En embrassant, dans la journée du 9 thermidor, la cause des proscrits,
Hanriot, comme Dumas et Coffinhal, comme Payan et Fleuriot-Lescot, ne
fit que céder à l'ascendant de la vertu. Si, vingt-quatre heures
d'avance seulement, Robespierre avait eu l'idée de s'entendre avec ces
hauts fonctionnaires, si aux formidables intrigues nouées depuis si
longtemps contre lui il avait opposé les plus simples mesures de
prudence, s'il avait prévenu d'un mot quelques membres influents de la
Commune et des sections, s'il avait enfin pris soin d'éclairer sur les
sinistres projets de ses adversaires la foule immense de ses admirateurs
et de ses amis inconnus, la victoire lui était assurée; mais, en dehors
de la Convention, il n'y avait pas de salut à ses yeux; l'Assemblée,
c'était l'arche sainte; plutôt que d'y porter la main, il aurait offert
sa poitrine aux poignards. Pour triompher de ses ennemis, il crut qu'il
lui suffirait d'un discours, et il se présenta sans autre arme sur le
champ de bataille, confiant dans son bon droit et dans les sentiments de
justice et d'équité de la Convention. Fatale illusion, mais noble
croyance, dont sa mémoire devrait rester éternellement honorée.
IX
D'ailleurs Robespierre ne put se persuader, j'imagine, que ses collègues
du comité de Salut public l'abandonneraient si aisément à la rage de ses
ennemis. Mais il comptait sans les jaloux et les envieux, à qui son
immense popularité portait ombrage. La persistance de Maximilien à ne
point s'associer à une foule d'actes qu'il considérait comme
tyranniques, à ne pas prendre part, quoique présent, aux délibérations
du comité, exaspéra certainement quelques-uns de ses collègues, surtout
Billaud. Ce dernier lui reprochait d'être le tyran de l'opinion, à cause
de ses succès de tribune. Singulier reproche qui fit dire à Saint-Just:
«Est-il un triomphe plus désintéressé? Caton aurait chassé de Rome le
mauvais citoyen qui eût appelé l'éloquence dans la tribune aux harangues
le tyran de l'opinion[404].» Son empire, ajoute-t-il excellemment, se
donne à la raison et ne ressemble guère au pouvoir des gouvernements.
Mais Billaud-Varenne et Collot-d'Herbois, forts de l'appui de Carnot,
avaient pour ainsi dire accaparé à cette époque l'exercice du
pouvoir[405]: ils ne se souciaient nullement de voir la puissance du
gouvernement contre balancée par celle de l'opinion.

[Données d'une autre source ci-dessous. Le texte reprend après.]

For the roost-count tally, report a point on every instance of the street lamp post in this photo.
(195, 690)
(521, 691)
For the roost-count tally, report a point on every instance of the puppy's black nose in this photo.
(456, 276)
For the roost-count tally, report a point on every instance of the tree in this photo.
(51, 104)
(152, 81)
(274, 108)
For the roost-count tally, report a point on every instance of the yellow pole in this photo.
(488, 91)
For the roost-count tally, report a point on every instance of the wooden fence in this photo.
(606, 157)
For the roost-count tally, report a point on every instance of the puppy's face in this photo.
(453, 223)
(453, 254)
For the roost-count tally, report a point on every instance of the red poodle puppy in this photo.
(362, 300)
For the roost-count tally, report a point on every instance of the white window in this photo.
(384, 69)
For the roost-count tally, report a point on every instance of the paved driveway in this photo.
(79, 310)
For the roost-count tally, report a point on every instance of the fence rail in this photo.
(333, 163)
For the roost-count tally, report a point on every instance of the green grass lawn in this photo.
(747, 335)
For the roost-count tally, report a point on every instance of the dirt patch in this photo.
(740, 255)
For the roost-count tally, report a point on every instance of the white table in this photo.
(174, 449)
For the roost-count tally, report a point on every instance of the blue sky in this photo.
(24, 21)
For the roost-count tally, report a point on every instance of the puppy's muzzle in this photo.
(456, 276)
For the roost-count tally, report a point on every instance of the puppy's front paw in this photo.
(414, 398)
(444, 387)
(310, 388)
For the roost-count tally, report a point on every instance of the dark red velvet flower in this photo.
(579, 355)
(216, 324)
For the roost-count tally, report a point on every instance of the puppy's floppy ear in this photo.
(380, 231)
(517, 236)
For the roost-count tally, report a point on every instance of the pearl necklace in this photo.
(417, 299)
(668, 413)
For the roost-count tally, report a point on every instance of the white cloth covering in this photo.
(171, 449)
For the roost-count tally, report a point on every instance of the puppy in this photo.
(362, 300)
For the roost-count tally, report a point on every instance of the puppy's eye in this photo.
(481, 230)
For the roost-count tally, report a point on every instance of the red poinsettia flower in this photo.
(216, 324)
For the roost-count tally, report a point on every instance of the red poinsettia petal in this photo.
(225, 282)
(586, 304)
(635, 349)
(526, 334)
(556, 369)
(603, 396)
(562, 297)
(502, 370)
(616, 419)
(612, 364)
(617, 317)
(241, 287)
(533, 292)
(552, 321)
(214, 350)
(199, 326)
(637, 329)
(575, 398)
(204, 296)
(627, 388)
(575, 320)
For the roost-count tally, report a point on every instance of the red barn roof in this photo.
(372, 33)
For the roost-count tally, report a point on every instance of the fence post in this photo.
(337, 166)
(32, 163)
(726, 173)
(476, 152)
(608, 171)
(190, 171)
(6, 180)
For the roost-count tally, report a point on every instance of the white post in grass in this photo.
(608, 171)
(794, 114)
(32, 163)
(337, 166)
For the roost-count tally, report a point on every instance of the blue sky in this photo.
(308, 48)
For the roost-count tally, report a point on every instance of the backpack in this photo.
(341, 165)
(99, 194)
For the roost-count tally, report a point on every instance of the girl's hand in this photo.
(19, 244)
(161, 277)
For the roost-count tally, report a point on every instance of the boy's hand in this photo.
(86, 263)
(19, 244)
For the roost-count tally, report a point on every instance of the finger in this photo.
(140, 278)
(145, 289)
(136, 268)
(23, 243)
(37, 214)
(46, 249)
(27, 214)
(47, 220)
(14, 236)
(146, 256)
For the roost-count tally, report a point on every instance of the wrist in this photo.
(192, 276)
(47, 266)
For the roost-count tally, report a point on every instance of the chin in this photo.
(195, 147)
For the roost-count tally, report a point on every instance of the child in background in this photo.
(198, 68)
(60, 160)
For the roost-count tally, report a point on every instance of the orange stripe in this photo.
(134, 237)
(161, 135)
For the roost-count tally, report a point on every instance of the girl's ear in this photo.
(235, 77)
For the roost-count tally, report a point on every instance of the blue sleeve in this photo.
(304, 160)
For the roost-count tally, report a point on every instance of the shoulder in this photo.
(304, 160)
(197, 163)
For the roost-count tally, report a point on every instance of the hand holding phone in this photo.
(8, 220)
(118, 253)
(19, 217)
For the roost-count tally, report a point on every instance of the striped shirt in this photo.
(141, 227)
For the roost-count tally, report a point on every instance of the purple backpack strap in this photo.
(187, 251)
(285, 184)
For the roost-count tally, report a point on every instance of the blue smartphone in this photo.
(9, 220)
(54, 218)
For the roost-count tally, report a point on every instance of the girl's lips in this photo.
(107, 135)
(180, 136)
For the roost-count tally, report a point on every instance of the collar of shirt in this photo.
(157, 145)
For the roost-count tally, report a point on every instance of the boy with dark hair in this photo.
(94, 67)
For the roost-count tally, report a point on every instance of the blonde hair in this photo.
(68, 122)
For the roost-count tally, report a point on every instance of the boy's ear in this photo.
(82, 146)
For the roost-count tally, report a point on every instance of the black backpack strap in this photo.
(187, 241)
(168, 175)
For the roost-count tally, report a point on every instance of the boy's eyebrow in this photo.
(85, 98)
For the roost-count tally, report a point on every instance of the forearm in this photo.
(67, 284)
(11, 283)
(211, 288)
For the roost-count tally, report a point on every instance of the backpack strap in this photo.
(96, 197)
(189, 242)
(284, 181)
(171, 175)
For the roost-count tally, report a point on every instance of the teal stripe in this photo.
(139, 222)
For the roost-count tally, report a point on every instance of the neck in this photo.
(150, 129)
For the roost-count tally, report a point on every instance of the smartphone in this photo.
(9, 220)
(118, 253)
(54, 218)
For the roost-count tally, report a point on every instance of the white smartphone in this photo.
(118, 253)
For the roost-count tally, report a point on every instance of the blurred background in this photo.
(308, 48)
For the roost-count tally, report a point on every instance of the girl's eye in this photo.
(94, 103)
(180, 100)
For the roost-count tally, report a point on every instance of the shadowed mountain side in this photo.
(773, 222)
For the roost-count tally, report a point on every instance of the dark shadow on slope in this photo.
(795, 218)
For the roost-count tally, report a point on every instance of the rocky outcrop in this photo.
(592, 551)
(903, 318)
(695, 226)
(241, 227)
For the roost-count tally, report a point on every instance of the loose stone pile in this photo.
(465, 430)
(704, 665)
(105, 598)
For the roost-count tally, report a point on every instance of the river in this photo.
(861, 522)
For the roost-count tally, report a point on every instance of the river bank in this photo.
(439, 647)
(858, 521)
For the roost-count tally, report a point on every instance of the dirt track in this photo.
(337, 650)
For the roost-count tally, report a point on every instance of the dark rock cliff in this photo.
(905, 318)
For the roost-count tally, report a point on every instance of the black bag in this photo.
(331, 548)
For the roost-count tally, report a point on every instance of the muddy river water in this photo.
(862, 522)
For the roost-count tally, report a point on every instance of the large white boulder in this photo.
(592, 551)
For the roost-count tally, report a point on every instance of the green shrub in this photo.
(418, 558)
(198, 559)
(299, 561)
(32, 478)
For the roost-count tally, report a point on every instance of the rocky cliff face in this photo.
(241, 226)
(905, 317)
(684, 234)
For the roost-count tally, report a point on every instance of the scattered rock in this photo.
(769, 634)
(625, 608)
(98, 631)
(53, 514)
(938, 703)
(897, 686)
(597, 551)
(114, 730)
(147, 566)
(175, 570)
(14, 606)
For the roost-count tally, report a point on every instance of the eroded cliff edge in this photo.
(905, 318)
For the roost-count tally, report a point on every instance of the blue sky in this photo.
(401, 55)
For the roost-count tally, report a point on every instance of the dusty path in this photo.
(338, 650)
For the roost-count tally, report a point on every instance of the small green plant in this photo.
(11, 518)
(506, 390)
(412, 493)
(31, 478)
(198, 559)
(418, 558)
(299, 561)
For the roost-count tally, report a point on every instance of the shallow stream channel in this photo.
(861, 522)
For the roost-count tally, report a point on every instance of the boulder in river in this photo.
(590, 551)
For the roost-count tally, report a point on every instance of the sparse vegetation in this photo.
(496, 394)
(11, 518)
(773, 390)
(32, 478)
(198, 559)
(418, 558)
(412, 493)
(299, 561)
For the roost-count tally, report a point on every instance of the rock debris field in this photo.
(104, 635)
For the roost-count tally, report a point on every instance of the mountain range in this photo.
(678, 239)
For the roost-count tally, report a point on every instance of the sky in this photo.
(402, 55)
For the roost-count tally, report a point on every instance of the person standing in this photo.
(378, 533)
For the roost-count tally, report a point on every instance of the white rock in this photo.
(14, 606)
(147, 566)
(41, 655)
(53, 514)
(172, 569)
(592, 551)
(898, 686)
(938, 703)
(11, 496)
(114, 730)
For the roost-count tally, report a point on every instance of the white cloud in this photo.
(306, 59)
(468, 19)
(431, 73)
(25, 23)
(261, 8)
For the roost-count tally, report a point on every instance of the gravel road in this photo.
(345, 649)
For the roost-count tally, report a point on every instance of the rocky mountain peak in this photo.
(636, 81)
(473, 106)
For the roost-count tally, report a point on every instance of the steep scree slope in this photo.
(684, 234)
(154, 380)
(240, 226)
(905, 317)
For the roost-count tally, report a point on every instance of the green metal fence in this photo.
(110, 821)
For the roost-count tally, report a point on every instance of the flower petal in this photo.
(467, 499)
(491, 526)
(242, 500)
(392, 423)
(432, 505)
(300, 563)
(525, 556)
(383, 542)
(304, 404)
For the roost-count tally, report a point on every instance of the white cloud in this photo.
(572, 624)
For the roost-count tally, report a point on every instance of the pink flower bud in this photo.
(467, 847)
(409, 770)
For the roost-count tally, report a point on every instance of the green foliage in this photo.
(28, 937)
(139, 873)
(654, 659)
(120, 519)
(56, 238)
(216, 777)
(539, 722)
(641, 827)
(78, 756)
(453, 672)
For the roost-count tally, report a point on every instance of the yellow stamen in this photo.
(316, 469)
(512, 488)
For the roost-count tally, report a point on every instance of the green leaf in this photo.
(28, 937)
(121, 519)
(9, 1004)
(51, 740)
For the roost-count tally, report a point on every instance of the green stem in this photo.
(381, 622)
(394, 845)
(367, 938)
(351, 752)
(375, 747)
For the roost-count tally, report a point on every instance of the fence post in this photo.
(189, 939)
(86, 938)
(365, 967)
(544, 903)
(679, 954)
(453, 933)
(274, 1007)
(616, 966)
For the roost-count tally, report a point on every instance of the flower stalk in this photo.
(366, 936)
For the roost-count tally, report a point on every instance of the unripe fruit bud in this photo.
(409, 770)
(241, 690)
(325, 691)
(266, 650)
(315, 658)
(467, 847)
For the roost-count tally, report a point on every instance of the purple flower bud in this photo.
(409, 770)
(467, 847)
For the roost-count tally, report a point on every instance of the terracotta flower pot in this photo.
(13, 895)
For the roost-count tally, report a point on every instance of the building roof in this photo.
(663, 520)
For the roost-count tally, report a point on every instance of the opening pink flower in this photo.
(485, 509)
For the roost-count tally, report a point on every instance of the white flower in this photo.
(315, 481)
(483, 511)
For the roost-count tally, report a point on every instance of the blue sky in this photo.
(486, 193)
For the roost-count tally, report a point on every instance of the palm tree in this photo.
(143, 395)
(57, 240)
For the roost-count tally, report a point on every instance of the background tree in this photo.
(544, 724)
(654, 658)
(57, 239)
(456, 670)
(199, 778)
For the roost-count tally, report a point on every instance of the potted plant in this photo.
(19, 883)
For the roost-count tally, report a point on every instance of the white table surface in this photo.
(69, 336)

[Note 404: Discours du 9 Thermidor.]
[Note 405: «Vous avez confié le gouvernement à douze personnes, il
s'est trouvé, en effet, le dernier mois, entre deux ou trois.»
Saint-Just, _discours du 9 thermidor_.]
Cependant diverses tentatives de rapprochement eurent lieu dans les
premiers jours de thermidor, non seulement entre les membres du comité
de Salut public, mais encore entre les membres des deux comités réunis.
On s'assembla une première fois le 4. Ce jour-là l'entente parut
probable, puisqu'on chargea Saint-Just de présenter à la Convention un
rapport sur la situation générale de la République, Saint-Just dont
l'amitié et le dévouement pour Robespierre n'étaient ignorés de
personne. L'âpre et fier jeune homme ne déguisa ni sa pensée ni ses
intentions. Il promit de dire tout ce que sa probité lui suggérerait
pour le bien de la patrie, rien de plus, rien de moins, et il ajouta:
«Tout ce qui ne ressemblera pas au pur amour du peuple et de la liberté
aura ma haine[406].» Ces paroles donnèrent sans doute à réfléchir à ceux
qui ne le voyaient pas sans regret chargé de prendre la parole au nom
des comités devant la Convention nationale. Billaud-Varenne ne dissimula
même pas son dessein de rédiger l'acte d'accusation de Maximilien[407].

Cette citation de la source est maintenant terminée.